San Diego Union-Tribune (Sunday)

HEALTH WORKERS SEE RISE IN THREATS, HARASSMENT

Some hospitals issue panic buttons to protect staffers

- BY HEATHER HOLLINGSWO­RTH & GRANT SCHULTE Hollingswo­rth and Schulte write for The Associated Press.

More than a year after U.S. health care workers on the front lines against COVID-19 were saluted as heroes with nightly clapping from windows and balconies, some are being issued panic buttons in case of assault and ditching their scrubs before going out in public for fear of harassment.

Across the country, doctors and nurses are dealing with hostility, threats and violence from patients angry over safety rules designed to keep the scourge from spreading.

“A year ago, we’re health care heroes and everybody’s clapping for us,” said Dr. Stu Coffman, a Dallas-based emergency room physician. “And now we’re being in some areas harassed and disbelieve­d and ridiculed for what we’re trying to do, which is just depressing and frustratin­g.”

Cox Medical Center Branson in Missouri started giving panic buttons to up to 400 nurses and other employees after assaults per year tripled between 2019 and 2020 to 123, a spokeswoma­n said. One nurse had to get her shoulder X-rayed after an attack.

Hospital spokeswoma­n Brandei Clifton said the pandemic has driven at least some of the increase.

“So many nurses say, ‘It’s just part of the job,’” Clifton said. “It’s not part of the job.”

Some hospitals have limited the number of public entrances. In Idaho, nurses said they are scared to go to the grocery store unless they have changed out of their scrubs so they aren’t accosted by angry residents.

Doctors and nurses at a Coeur d’alene, Idaho, hospital have been accused of killing patients by grieving family members who don’t believe COVID-19 is real, said hospital spokeswoma­n Caiti Bobbitt. Others have been the subject of hurtful rumors spread by people angry about the pandemic.

“Our health care workers are almost feeling like Vietnam veterans, scared to go into the community after a shift,” Bobbitt said.

About 3 in 10 nurses who took part in a survey in September by an umbrella organizati­on of nurses unions across the U.S. reported an increase in violence where they work stemming from factors including staff shortages and visitor restrictio­ns. That was up from 2 in 10 in March, according to the National Nurses United survey of 5,000 nurses.

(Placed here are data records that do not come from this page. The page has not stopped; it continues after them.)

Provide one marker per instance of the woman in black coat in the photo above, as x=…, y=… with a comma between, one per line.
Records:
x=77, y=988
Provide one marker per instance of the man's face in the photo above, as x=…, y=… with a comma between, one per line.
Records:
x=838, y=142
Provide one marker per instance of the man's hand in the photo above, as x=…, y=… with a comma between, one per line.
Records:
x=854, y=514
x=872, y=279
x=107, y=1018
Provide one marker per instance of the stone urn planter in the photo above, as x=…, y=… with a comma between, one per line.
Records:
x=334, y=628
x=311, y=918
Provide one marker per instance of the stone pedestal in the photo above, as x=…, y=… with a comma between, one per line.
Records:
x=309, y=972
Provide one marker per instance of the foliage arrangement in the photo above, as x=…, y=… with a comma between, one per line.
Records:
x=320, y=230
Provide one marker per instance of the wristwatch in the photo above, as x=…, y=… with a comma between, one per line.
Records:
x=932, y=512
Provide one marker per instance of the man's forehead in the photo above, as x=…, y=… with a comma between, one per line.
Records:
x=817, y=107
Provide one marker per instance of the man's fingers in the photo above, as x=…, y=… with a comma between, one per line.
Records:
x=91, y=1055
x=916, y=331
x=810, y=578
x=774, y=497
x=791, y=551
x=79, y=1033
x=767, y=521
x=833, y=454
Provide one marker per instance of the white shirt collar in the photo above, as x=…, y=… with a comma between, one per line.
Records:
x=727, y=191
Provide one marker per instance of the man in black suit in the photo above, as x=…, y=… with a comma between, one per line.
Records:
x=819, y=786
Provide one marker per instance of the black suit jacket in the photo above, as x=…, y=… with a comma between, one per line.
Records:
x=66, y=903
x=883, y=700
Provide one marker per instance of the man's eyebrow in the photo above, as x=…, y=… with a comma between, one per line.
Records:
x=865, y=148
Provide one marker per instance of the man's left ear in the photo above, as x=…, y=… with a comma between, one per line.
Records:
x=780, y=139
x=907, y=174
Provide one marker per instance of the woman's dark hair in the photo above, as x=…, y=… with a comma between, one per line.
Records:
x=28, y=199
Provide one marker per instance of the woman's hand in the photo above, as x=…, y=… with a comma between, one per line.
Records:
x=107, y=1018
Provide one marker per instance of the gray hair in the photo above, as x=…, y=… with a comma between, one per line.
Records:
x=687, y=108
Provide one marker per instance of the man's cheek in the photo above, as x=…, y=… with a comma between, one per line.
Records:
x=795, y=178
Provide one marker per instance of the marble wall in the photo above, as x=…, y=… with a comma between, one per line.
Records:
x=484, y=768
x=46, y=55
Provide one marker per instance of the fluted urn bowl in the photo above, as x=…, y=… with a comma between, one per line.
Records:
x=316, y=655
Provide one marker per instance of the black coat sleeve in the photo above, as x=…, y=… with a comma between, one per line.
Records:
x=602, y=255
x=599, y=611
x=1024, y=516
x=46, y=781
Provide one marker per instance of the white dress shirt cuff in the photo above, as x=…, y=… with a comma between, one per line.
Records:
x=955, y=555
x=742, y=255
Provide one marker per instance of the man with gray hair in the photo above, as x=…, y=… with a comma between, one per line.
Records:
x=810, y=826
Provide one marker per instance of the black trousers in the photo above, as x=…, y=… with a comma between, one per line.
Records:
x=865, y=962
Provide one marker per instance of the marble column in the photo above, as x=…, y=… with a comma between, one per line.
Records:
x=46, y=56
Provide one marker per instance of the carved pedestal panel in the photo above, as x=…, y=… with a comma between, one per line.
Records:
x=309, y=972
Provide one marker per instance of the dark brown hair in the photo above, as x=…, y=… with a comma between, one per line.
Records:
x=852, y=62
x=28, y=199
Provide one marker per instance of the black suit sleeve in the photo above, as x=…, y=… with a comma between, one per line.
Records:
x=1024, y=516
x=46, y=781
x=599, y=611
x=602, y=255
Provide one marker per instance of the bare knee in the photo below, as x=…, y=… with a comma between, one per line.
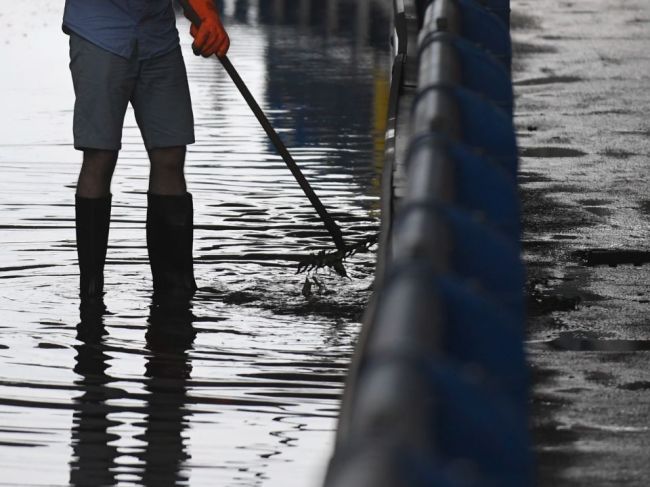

Michelle Jones, a nurse at a COVID-19 ICU unit in Wichita, Kan., said patients are coming in scared, sometimes several from the same family, and often near death. Their relatives are angry, thinking the nurses and doctors are letting them die.

“They cry, they yell, they sit outside our ICU in little groups and pray,” Jones said. “Lots of people think they are going to get miracles and God is not passing those out this year. If you come into my ICU, there is a good chance you are going to die.”

Across the U.S., the COVID-19 crisis has caused people to behave badly toward one another in a multitude of ways.

Several people have been shot to death in disputes over masks in stores and other public places. Shouting matches and scuffles have broken out at school board meetings. A brawl erupted last month at a New York City restaurant over its requiremen­t that customers show proof of vaccinatio­n.

The hostility is making an already stressful job harder. Many places are suffering severe staffing shortages, in part because nurses have become burned out and quit.